A quite general phenomenon arising in all kinds of pattern recognition methods is the dilemma between bias and variance. The bias and variance we are speaking of are two properties of our model that seem to have a conflicting relation. Whenever we fit a model to a data, we can notice two properties; bias, giving us a some kind of measure on our model’s predictions’ average closeness to training data and variance, deviation of the predictions by our model from the original data. If we fit a model with a low complexity (i.e. less assumptions),  our model’s predictions on data are usually very different from real values, do not follow the real trend in data and our model introduces high bias in its predictions and because of this high bias our model will not be able to follow the real trend in data and will produce predictions that are closer to our other predictions hence low variance. As we increase the complexity, bias of our model will decrease producing much better results on prediction however our predictions will be based more strongly on our input and we will be able to fit to individual points better but a prediction will deviate more from our other predictions, increasing variance.These contrasting trends for bias and variance is the cause for bias/variance dilemma.
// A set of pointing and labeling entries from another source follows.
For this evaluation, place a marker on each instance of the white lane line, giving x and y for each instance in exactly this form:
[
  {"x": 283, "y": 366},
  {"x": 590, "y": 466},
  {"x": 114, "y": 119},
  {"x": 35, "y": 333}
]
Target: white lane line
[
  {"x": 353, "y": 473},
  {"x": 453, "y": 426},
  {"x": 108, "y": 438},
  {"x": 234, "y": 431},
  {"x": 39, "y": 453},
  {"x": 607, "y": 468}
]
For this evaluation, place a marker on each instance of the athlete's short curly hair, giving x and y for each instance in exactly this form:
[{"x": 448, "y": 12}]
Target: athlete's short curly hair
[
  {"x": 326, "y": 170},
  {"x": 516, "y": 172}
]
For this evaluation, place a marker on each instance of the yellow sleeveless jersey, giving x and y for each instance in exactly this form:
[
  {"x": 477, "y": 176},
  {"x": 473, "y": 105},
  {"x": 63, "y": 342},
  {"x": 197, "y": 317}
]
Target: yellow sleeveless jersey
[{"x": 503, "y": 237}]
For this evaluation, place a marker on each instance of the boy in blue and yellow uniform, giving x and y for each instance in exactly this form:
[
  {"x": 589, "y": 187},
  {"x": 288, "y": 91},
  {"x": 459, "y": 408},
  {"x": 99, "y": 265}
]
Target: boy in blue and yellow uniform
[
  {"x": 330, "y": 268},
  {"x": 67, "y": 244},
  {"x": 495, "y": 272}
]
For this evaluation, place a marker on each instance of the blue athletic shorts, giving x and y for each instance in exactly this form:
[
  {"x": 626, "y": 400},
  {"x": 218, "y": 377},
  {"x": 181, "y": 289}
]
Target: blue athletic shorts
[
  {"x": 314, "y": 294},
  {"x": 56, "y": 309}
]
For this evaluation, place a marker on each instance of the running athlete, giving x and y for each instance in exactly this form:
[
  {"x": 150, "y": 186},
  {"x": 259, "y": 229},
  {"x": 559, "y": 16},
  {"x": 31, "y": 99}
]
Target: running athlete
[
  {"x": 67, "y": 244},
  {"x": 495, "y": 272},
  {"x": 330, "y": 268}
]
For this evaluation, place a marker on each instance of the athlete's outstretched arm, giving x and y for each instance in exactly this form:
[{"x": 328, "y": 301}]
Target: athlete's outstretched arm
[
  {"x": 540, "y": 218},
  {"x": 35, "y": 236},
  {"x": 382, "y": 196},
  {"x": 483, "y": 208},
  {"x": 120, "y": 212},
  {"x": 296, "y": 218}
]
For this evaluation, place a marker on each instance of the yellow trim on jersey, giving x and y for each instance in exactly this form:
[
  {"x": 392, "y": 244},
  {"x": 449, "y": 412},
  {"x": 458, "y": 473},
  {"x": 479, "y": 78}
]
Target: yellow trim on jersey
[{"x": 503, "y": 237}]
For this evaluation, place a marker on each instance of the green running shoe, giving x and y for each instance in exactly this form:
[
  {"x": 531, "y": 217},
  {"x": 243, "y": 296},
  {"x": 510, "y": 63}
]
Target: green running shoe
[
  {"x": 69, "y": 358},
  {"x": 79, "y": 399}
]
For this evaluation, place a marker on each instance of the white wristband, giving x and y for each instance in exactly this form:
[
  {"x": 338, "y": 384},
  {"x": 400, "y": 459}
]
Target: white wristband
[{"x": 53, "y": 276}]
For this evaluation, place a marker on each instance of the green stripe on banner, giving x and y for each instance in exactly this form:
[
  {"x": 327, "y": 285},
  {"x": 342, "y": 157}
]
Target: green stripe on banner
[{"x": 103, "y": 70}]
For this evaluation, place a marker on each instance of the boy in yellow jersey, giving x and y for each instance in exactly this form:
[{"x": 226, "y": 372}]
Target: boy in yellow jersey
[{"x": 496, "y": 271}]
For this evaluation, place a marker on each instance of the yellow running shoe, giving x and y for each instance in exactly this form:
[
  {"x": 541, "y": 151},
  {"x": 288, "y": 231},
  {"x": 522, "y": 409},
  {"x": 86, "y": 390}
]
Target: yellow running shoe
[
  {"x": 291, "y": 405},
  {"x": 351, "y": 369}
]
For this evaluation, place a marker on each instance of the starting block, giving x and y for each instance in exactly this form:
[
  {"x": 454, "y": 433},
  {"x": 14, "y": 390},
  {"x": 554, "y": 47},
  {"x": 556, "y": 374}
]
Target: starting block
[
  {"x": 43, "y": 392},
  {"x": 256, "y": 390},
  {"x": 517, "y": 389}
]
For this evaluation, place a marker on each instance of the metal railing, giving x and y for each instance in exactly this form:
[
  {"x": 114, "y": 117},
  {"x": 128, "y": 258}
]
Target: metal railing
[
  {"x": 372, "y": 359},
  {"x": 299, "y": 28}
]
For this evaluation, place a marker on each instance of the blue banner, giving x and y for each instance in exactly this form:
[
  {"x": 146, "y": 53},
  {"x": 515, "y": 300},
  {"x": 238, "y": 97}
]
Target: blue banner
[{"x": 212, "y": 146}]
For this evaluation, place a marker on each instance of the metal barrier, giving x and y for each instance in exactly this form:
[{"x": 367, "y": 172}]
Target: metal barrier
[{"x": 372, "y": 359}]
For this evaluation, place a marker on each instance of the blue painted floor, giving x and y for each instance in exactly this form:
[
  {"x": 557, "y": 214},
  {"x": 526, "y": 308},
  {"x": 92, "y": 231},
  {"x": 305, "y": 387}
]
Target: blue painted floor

One may question why it is called a dilemma noting that our predictions get better with more complexity and model with the highest complexity is the choice for best performance. However, we should never lose sight of the fact that we are fitting a model to the available data and actually only performance on training data is getting better. As we increase the complexity of our models, there is a critical point where our model performs best on data that it is not trained on (test data). This point corresponds to the point where sum of bias and variance for our model reaches a minimum.

In this post, we will aim to observe the bias/variance dilemma in the context of polynomial regression. We will a generate a synthetic training data by producing samples by taking points on a known function and adding a random normal noise to them. Our input function: f(x)=2sin(1.5x) where x is uniform between 0 and 5 We will add random normal noise with mean 0 and standard deviation 1. We will generate 100 samples each containing i=1,…,20 points sampled as above. We will also generate a separate validation set containing 100 points without noise.

We will fit polynomials of degree 1 to 5 to training data and calculate their bias and variances. As it can be seen from the above plot, bias of the estimator decreases with degree of the polynomial fitted while variance of the estimator increases. For every different sample, when the polynomial degree increases, the polynomials fit to samples with less error. However, since the data is taken from a noisy training set, this also means that the fitted polynomials also learn the error which harms the flexibility and estimation power of the fitted models. Average fits get closer to actual function as the degree increases and the bias of models presents a declining trend. However, variance of models rises due to the fact that polynomials also learn the noise in the data set. Total error which is the sum of bias2 and variance reaches a minimum at degree 3 which is optimal degree for the given problem. For degrees under 3, model under-fits the data while for larger degrees it over-fits.